Stinking to High Heavens

It was the loveliest of Saturday afternoons. I was back porch tap, tap, tapping on my laptop and nearing the end of some very challenging edits on my next manuscript. Meanwhile, my man was getting a good bit of yard work done and my sweet Dixie Belle was having a high old-time wading in the edge of the lake and chasing the occasional squirrel.

Ah, the smell of freshly mown grass…It smells so clean, so fresh, so – sniff, sniff, “What in the world?!” I kid you not, I smelled Dixie coming before I saw her. She’d been wallowing in her favorite scent: Perfume ‘D Dead Animal and she brought her noxious self straight onto my back porch and SHOOK before I could say, “If you come any closer, I’m going to kill you and tell the Good Lord you died!”

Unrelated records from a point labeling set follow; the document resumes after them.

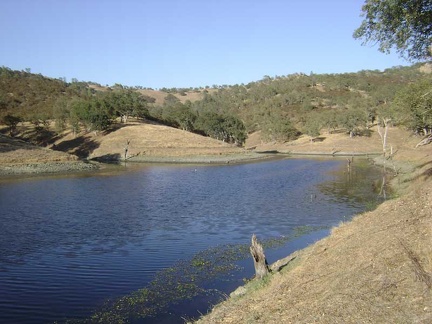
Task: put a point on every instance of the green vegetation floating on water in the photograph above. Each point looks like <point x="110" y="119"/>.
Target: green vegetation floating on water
<point x="184" y="280"/>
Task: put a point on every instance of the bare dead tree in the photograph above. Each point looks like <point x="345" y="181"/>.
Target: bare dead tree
<point x="127" y="148"/>
<point x="383" y="133"/>
<point x="260" y="262"/>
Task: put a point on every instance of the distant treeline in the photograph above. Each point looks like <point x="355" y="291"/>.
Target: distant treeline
<point x="281" y="107"/>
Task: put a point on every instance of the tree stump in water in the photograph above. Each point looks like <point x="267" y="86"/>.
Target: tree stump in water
<point x="260" y="262"/>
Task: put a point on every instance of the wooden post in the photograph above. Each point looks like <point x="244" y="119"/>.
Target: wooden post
<point x="260" y="262"/>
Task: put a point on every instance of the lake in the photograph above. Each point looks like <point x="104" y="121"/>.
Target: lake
<point x="73" y="245"/>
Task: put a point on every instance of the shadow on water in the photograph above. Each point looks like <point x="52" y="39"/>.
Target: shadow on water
<point x="178" y="292"/>
<point x="356" y="181"/>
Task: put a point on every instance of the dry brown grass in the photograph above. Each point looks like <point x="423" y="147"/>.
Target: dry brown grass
<point x="374" y="269"/>
<point x="14" y="151"/>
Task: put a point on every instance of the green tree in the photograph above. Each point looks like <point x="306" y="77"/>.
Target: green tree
<point x="412" y="106"/>
<point x="11" y="121"/>
<point x="405" y="25"/>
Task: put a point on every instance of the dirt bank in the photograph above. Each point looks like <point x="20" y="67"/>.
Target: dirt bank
<point x="376" y="268"/>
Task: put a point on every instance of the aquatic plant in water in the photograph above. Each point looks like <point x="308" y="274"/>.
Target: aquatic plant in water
<point x="184" y="280"/>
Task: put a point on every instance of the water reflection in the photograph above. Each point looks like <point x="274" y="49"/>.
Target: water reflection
<point x="64" y="239"/>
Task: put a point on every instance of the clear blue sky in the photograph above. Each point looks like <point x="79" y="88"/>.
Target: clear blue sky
<point x="184" y="43"/>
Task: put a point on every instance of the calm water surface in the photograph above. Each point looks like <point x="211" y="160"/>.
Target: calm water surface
<point x="68" y="244"/>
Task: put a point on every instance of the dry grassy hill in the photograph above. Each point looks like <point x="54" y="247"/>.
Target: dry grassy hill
<point x="376" y="268"/>
<point x="146" y="141"/>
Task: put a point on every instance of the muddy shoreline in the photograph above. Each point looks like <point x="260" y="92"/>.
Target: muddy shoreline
<point x="55" y="167"/>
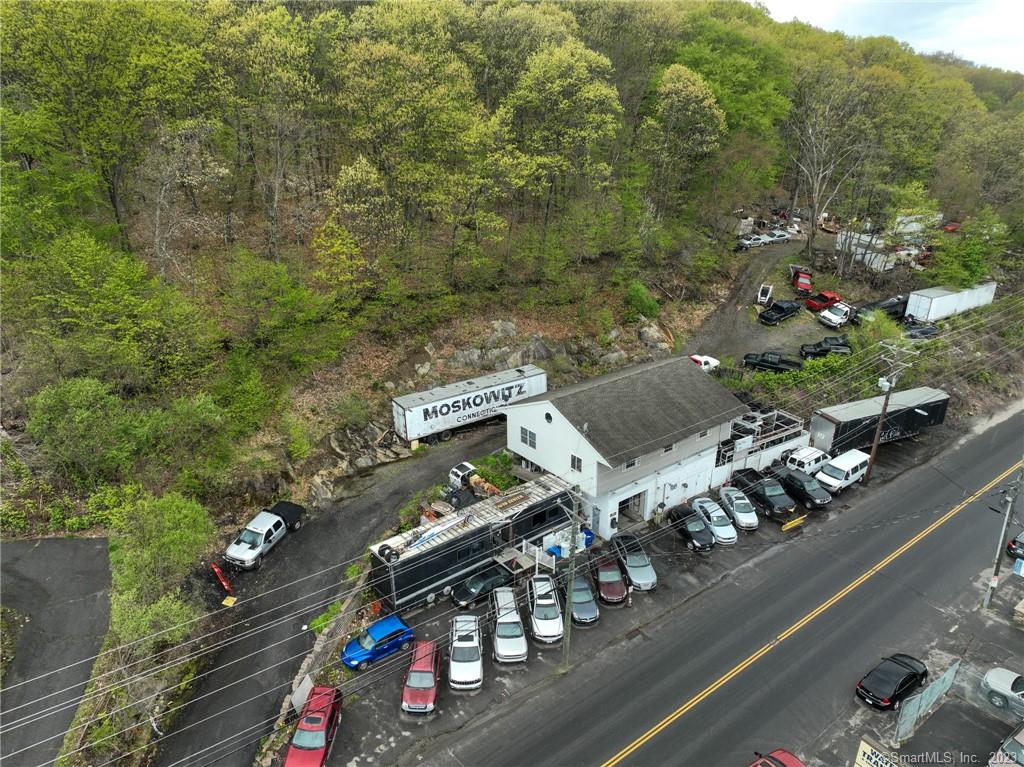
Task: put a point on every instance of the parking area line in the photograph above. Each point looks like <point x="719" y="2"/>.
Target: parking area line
<point x="762" y="651"/>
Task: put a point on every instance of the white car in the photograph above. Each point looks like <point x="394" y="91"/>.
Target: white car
<point x="717" y="519"/>
<point x="739" y="508"/>
<point x="708" y="364"/>
<point x="465" y="654"/>
<point x="545" y="609"/>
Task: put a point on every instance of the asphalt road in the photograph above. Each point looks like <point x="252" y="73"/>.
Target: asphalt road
<point x="800" y="687"/>
<point x="61" y="587"/>
<point x="221" y="721"/>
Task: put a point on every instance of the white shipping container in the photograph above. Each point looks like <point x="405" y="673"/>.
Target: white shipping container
<point x="446" y="408"/>
<point x="937" y="303"/>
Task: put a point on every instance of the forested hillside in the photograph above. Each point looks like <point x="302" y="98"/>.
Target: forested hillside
<point x="205" y="203"/>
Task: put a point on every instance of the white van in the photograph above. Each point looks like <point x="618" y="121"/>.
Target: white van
<point x="843" y="471"/>
<point x="509" y="636"/>
<point x="807" y="460"/>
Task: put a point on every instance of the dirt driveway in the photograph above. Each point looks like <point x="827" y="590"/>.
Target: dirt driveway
<point x="733" y="331"/>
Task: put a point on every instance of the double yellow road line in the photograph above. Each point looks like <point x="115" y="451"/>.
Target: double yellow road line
<point x="762" y="651"/>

Needless to say, I had to stop what I was doing, wipe down my surroundings, toss the cushions in the washer, and give her a sudsy doggy bath—three baths to be accurate, with canine shampoo and the water hose. It was a most sullen affair for the bather and the bathe and it was a while before I could return to my writing.

Dogs love to roll in the perfume of death. None of us can explain it, but we call know they do. What we’re slower to realize is that when we resist God’s will and choose our own—for that’s the rock bottom definition of sin— we choose a similar stench. In Psalms 38.5, the Psalmist spoke of his sins becoming foul and festering. In other words, y’all, he was stinking to the high heavens, and who wants to do that? Not this belle!

The thing about Dixie’s odorous afternoon is that she was still mine while she was rolling in her favorite stench but the resulting smell still broke up our fellowship. Let’s not do something similar with our God. Let’s pursue Him with an undivided, submitted heart. Nothing is this whole wide world is worth sacrificing the joy of His presence.